Despite the official OPEC+ accord, Prince Abdulaziz bin Salman, who represented Saudi Arabia at the meeting, said total production cuts in August and September would actually end up amounting to about 8.1-8.3 million bpd. So, cuts are expected to exceed the level proposed by OPEC+ for at least two months more because several countries which failed to meet their personal quotas according to the agreement should compensate overproduction by making extra August-September cuts. The point is that since May, the deal has been fulfilled only by 87% due to insufficient commitment of their obligations by Iraq, Kazakhstan, Nigeria, Angola and some other countries. At the request of Riyadh countries that did not reduce their production enough should compensate their lag later. To fully offset shortcomings of all the delinquent nations 842,000 barrels a day of extra reductions in August and September is required, delegates said. Another matter is whether this would actually happen in practice if global demand increases so much that it may cause increased interest to produce more export volumes.
On the other hand, the volume of increased production of "black gold" in the next stage of the OPEC+ deal will most likely be consumed in the domestic market of the alliance countries. This was declared by the head of the Russian Energy Ministry Alexander Novak. Thus, he believes that the easing of output restrictions to 7.7 million barrels per day are justified. The tapering of production cuts is “fully in line with the current market trends,” Mr Novak said.
Saudi Arabia’s own exports won’t change next month despite the output increase, as its domestic demand rises, Prince Abdulaziz echoed. However, the Saudi Minister sees encouraging signs of improvement in the global demand situation too, both on the physical market and on the futures oil market, as economies around the world are starting to open up. “As we move to the next phase of the agreement, the extra supply resulting from the scheduled easing of production cuts will be consumed as demand continues on its recovery path,” Prince Abdulaziz said at the start of an OPEC+ video conference. “Economies around the world are opening up, although this is a cautious and gradual process. The recovery signs are unmistakable,” he said. The group would only consider calling an emergency meeting to reverse the easing of its cuts if severe economic lockdowns return, he added.
And it seems that at least some individuals in the market believed in the Saudi thesis about the gradual recovery of global demand. This conclusion could be made since prices initially jumped almost to the area of $44 per barrel of Brent crude benchmarks just after the announcement of the OPEC+ decision. Later, prices rolled back, but they continue to hold above the $43.3 per barrel mark, and are seen to not be in a hurry to slide lower for now.

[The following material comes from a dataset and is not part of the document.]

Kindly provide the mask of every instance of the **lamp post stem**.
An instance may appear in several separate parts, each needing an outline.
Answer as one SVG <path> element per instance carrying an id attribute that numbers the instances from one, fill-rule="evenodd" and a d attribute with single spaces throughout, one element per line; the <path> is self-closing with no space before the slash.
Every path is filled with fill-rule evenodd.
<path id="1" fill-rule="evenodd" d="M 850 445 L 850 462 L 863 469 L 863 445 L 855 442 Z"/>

“Things are getting back to normal on the oil market,” said Norbert Rücker, head of economics research at Julius Baer. “The petro-nations announced the partial lifting of their production restrictions as oil demand rebounds and signs of an easing supply glut emerge... The economic recovery puts demand above supply,” he added. So, markets may hold the view that if OPEC and allies raise production then exporters know something good about the future or at least they access the present moment situation better than the market. Therefore, if any unexpected and exaggerated news outbursts about the spread of the infection do not spoil the situation dramatically then the oil market may see another rise.

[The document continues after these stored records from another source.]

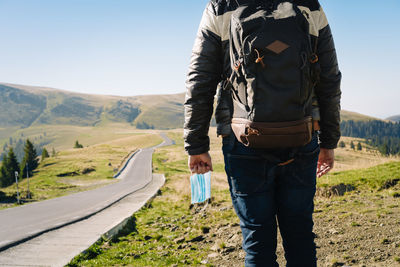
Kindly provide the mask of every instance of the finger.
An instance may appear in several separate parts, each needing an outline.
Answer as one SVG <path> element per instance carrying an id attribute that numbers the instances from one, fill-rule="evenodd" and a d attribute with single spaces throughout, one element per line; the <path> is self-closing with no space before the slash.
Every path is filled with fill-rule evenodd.
<path id="1" fill-rule="evenodd" d="M 317 169 L 321 169 L 322 165 L 324 165 L 323 162 L 322 161 L 318 161 Z"/>
<path id="2" fill-rule="evenodd" d="M 203 168 L 204 168 L 204 163 L 200 161 L 200 162 L 197 164 L 197 173 L 198 173 L 198 174 L 202 174 L 202 173 L 203 173 Z"/>
<path id="3" fill-rule="evenodd" d="M 188 163 L 188 166 L 189 166 L 189 169 L 190 169 L 190 170 L 193 170 L 194 167 L 196 166 L 196 164 L 194 164 L 193 162 L 189 162 L 189 163 Z"/>
<path id="4" fill-rule="evenodd" d="M 198 166 L 197 165 L 194 165 L 193 166 L 193 169 L 192 169 L 192 174 L 195 174 L 195 173 L 198 173 Z"/>
<path id="5" fill-rule="evenodd" d="M 205 164 L 202 164 L 202 165 L 199 167 L 199 173 L 200 173 L 200 174 L 204 174 L 204 173 L 206 173 L 206 172 L 207 172 L 207 167 L 206 167 Z"/>
<path id="6" fill-rule="evenodd" d="M 317 168 L 317 177 L 321 177 L 323 175 L 325 169 L 325 164 L 320 164 Z"/>
<path id="7" fill-rule="evenodd" d="M 319 177 L 324 176 L 324 175 L 327 174 L 329 171 L 330 171 L 330 169 L 326 169 L 326 170 L 322 171 L 322 172 L 320 173 Z"/>
<path id="8" fill-rule="evenodd" d="M 317 172 L 317 177 L 321 177 L 325 174 L 327 174 L 332 168 L 329 165 L 323 165 L 322 168 Z"/>
<path id="9" fill-rule="evenodd" d="M 317 166 L 317 173 L 320 173 L 321 170 L 322 170 L 322 164 L 318 163 L 318 166 Z"/>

Oil prices are expected to remain boxed in as more supply from OPEC+ countries will likely be absorbed by recovering demand, said Tsutomu Kosuge, president of the commodity research firm Marketedge Co. “I expect Brent will stick to the tight range between $40.50-$46.50 for the next month or so,” he said, adding that rising tensions between China and the United States may weigh on market sentiment. “Nobody could really expect OPEC+ to keep the 9.7 million barrel-a-day curtailments into August,” Paola Rodriguez-Masiu, senior oil markets analyst at consultant Rystad A/S commented. “Boosting output by 2 million barrels a day is not little, but the demand recovery, even though a little slower than expected, justifies it.”